Zeitumstellung 2026: wann die Uhr zurückgestellt wird
In Deutschland und der gesamten EU endet die Sommerzeit am Sonntag, dem 25. Oktober 2026: Um 3:00 Uhr wird es 2:00 Uhr, eine Stunde mehr Schlaf. Die USA und Kanada stellen erst am Sonntag, dem 1. November um, sodass der Abstand zwischen Berlin und New York eine Woche lang fünf statt sechs Stunden beträgt. Beide Seiten wollen aufhören: Das US-Repräsentantenhaus verabschiedete den Sunshine Protection Act am 14. Juli 2026 mit 308 zu 117 Stimmen, und der EU-Vorschlag von 2018 hängt seit sieben Jahren im Rat fest. Quellen: timeanddate, Congress.gov, Europäische Kommission, Rat der EU.
Der Kontext
Die Uhren gehen 2026 zweimal zurück, an zwei verschiedenen Terminen, und genau dieser Abstand bringt die Leute durcheinander. Deutschland und die EU stellen am Sonntag, dem 25. Oktober um. Die USA und Kanada stellen eine Woche später um, am Sonntag, dem 1. November. Beide gehen eine Stunde zurück. Beide schenken die Stunde Schlaf. Nur eben nicht am selben Wochenende, und in den sieben Tagen dazwischen schrumpft der übliche Abstand zwischen Europa und Nordamerika um eine Stunde: Berlin und New York liegen dann fünf statt sechs Stunden auseinander.
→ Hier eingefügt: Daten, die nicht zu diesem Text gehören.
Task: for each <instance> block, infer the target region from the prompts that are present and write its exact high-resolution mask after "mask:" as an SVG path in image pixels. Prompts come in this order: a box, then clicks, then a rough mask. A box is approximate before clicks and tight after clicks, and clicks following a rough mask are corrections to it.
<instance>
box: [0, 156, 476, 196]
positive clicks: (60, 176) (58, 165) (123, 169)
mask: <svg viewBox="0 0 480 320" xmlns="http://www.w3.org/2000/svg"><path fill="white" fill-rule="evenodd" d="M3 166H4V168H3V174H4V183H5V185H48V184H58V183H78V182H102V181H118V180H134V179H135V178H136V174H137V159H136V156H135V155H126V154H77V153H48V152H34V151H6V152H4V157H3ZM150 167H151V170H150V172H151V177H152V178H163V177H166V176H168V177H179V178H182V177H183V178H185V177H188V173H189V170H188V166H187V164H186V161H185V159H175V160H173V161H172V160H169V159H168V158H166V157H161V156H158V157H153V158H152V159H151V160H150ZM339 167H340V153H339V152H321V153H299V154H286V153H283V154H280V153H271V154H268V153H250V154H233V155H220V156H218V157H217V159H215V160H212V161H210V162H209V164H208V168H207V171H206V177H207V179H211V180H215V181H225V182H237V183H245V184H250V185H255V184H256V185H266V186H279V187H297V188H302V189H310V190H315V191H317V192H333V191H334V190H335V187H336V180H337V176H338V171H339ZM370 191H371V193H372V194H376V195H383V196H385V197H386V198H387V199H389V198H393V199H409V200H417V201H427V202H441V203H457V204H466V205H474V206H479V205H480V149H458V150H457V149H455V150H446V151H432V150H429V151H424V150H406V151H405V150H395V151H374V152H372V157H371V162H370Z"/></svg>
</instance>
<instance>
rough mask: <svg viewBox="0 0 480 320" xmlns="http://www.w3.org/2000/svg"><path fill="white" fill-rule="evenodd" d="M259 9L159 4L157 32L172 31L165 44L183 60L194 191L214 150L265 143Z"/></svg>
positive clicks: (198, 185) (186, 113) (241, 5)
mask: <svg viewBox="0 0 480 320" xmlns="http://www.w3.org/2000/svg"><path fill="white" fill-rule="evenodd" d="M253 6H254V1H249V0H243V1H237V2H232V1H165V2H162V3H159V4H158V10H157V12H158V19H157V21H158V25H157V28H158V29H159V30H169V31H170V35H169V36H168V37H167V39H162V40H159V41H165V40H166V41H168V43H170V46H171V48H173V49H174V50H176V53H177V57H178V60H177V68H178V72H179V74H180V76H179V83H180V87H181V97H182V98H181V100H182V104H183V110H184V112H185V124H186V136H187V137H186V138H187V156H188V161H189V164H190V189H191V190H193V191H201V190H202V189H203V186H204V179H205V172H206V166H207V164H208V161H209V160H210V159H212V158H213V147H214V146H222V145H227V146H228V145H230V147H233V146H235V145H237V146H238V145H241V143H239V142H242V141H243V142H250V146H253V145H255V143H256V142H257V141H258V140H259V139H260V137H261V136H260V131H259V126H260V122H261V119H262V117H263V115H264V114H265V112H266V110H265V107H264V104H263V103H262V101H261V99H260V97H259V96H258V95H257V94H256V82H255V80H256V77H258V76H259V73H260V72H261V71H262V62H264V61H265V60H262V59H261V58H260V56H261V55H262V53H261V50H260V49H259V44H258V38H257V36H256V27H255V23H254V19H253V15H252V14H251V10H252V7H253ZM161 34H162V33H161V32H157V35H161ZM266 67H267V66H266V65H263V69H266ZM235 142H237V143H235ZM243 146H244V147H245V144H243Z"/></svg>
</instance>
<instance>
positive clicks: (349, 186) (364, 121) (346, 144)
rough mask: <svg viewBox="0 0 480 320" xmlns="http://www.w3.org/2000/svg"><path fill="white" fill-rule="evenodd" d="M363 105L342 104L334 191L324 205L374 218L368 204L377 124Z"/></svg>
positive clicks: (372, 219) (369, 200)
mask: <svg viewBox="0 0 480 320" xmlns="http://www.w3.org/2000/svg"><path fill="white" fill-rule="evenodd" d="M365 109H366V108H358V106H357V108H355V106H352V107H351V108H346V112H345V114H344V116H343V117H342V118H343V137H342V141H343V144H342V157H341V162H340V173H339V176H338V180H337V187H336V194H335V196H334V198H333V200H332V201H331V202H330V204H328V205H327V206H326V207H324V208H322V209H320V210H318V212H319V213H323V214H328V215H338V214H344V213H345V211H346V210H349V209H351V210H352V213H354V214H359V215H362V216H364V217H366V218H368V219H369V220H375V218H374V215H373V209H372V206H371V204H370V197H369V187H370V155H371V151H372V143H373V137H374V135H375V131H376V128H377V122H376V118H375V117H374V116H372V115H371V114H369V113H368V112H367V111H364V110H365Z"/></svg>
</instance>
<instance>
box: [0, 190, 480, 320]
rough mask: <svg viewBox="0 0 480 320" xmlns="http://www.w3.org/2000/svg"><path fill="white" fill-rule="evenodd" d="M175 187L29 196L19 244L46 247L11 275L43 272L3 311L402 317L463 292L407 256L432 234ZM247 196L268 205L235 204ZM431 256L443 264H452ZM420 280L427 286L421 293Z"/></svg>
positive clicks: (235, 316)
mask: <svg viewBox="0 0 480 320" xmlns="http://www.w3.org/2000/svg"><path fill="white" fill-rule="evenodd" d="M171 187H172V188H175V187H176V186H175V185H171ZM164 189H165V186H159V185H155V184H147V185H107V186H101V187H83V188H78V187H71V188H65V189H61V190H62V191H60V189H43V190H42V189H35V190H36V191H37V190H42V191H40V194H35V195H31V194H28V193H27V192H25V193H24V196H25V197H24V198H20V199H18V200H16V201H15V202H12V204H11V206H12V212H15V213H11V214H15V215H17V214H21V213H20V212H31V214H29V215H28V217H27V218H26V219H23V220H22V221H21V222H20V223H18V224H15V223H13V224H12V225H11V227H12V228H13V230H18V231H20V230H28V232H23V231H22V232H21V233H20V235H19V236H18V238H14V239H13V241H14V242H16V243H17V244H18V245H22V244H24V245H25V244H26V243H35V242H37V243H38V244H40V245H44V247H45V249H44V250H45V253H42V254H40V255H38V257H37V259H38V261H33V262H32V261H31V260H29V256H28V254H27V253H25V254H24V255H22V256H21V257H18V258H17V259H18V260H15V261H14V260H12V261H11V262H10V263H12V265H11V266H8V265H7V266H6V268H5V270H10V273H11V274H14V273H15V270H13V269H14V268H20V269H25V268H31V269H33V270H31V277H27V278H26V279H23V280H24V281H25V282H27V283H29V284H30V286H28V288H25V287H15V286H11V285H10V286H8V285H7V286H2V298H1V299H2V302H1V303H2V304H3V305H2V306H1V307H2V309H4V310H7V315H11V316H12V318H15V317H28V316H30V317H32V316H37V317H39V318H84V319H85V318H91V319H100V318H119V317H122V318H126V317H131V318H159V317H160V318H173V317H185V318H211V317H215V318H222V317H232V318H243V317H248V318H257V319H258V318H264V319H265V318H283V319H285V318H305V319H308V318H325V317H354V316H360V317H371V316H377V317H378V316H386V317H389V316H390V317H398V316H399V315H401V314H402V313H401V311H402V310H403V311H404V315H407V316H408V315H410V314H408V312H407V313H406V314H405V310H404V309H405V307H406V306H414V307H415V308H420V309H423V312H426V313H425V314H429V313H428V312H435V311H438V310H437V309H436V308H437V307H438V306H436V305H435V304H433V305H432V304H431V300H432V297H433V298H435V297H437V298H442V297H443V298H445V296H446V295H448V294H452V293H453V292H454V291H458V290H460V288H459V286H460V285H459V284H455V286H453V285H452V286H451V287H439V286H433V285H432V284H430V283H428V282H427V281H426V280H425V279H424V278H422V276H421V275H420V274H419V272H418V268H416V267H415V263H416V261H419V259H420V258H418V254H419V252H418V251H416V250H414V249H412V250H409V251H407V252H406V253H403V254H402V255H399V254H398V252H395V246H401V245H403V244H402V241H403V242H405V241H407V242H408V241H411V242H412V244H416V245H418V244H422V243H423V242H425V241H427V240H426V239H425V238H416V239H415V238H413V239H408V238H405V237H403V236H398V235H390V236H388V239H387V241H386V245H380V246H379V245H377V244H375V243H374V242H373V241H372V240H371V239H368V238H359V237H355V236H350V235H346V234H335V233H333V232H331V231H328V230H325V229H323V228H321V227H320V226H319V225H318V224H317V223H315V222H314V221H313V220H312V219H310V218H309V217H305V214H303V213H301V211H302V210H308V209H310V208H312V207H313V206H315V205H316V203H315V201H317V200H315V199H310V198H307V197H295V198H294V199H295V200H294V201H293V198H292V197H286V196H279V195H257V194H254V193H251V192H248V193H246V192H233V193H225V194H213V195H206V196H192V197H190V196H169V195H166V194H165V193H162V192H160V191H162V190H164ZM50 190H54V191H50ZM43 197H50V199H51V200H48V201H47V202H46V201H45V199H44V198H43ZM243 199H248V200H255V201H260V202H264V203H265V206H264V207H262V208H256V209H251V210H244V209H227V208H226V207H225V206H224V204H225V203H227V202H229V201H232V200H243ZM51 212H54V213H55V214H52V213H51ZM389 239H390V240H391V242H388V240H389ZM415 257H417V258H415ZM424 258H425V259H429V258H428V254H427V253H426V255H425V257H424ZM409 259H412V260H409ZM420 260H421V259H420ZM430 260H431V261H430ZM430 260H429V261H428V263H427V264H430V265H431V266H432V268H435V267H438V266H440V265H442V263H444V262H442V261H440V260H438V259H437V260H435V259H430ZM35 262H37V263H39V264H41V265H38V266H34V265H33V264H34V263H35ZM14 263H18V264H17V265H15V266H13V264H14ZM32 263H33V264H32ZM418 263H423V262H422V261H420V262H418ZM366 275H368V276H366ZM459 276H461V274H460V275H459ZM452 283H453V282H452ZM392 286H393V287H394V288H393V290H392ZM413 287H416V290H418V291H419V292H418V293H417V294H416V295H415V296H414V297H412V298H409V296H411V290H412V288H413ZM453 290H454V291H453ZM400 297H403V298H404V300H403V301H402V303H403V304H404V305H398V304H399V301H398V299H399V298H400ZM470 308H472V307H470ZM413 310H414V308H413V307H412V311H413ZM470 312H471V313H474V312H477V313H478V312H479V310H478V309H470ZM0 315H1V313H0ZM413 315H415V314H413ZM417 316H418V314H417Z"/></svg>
Praktisch heißt das: In Deutschland passiert es in der Nacht von Samstag, dem 24., auf Sonntag, den 25. Oktober, um 3:00 Uhr wird es 2:00 Uhr. Die Nacht dauert 25 Stunden, die Sonne geht schon an diesem Sonntag eine Stunde früher unter, und die nächste Bewegung ist der Beginn der Sommerzeit am Sonntag, dem 28. März 2027, wenn aus 2:00 Uhr 3:00 Uhr wird. In den USA ist das bereits am 14. März 2027, zwei Wochen früher.
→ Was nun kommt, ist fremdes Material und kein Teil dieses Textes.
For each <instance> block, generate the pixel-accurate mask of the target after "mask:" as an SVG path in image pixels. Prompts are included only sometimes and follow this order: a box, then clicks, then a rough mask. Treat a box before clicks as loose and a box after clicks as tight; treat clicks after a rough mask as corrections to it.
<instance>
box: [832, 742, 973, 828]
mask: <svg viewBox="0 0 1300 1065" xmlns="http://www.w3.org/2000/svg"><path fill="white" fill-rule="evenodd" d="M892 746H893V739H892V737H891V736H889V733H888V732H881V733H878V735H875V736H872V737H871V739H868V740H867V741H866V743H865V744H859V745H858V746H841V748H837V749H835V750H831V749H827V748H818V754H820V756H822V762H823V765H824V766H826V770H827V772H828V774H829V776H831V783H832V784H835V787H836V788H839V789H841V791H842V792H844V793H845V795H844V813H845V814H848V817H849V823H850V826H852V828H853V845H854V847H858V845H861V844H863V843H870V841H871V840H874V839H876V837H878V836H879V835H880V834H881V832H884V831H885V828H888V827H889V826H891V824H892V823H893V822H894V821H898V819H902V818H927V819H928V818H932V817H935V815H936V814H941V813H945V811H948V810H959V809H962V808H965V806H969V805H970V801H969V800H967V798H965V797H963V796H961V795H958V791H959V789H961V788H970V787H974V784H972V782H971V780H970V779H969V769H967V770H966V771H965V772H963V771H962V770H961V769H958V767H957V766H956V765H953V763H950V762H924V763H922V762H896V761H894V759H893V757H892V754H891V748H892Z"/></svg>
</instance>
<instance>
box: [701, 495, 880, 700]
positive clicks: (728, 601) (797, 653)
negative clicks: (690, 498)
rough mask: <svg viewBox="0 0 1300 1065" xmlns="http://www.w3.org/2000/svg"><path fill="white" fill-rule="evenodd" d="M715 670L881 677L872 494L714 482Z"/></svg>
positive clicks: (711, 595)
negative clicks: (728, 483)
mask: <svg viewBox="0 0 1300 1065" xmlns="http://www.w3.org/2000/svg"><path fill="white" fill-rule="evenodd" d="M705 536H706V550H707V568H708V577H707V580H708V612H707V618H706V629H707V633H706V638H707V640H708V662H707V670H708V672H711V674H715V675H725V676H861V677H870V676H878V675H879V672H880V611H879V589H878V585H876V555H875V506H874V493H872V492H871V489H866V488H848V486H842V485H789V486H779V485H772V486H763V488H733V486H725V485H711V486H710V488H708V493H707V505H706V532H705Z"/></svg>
Besonders an 2026 ist, dass beide Seiten des Atlantiks gerade ernsthaft aufhören wollen. In den USA verabschiedete das Repräsentantenhaus am 14. Juli 2026 den Sunshine Protection Act mit 308 zu 117 Stimmen, eine Mehrheit, die bequem über Parteigrenzen reicht. Das Gesetz würde die Sommerzeit landesweit dauerhaft machen, mit einer Ausstiegsmöglichkeit für Bundesstaaten, die lieber Normalzeit hätten. Am 15. Juli ging es in den Senat und wurde an den Handelsausschuss überwiesen, wo es seither liegt. Präsident Trump unterstützt es öffentlich, mit dem Argument, die zweimalige Umstellung koste Haushalte, Städte und Bundesstaaten Geld, ohne etwas zurückzugeben. Bis der Senat abstimmt und unterzeichnet wird, ändert sich nichts, die Umstellung am 1. November findet also statt.
Europa ist länger dran und weniger weit gekommen. Die Kommission schlug 2018 das Ende der saisonalen Umstellung vor, das Parlament stimmte im März 2019 zu mit Zielmarke 2021, und der Rat hat nie eine Position beschlossen. Blockiert hat nie das Prinzip, sondern die Wahl: dauerhafte Sommerzeit oder dauerhafte Winterzeit, und wie man verhindert, dass Nachbarländer unterschiedlich entscheiden und den Binnenmarkt in einen Flickenteppich von Zeitzonen zerlegen. Corona und der Krieg in der Ukraine nahmen das Dossier vollends von der Tagesordnung. Die Kommission hat den Text inzwischen für den Rückzug in ihrem Omnibus-Vereinfachungspaket vorgemerkt, erklärte im März 2026 aber, ein Ende der Umstellung bleibe möglich und eine begleitende Studie komme bis Jahresende.
Es lohnt sich zu erinnern, wie jung und wie eng verbreitet die Praxis ist. Eingeführt wurde sie als Brennstoff-Sparmaßnahme im Krieg, zuerst von Deutschland und Österreich-Ungarn im April 1916, und ihr Energienutzen ist seit fast ebenso langer Zeit bestritten. Der Großteil der Welt verzichtet darauf: Japan, China, Indien, Russland, die Türkei und fast ganz Afrika, Südasien und der Nahe Osten lassen ihre Uhren stehen, und Länder nahe dem Äquator haben nichts davon, weil die Tageslänge sich kaum bewegt. Innerhalb der USA haben sich Hawaii und fast ganz Arizona längst ausgenommen. Quellen: timeanddate, Forbes, Congress.gov, The Hill, NBC News, Rat der EU, Europäisches Parlament.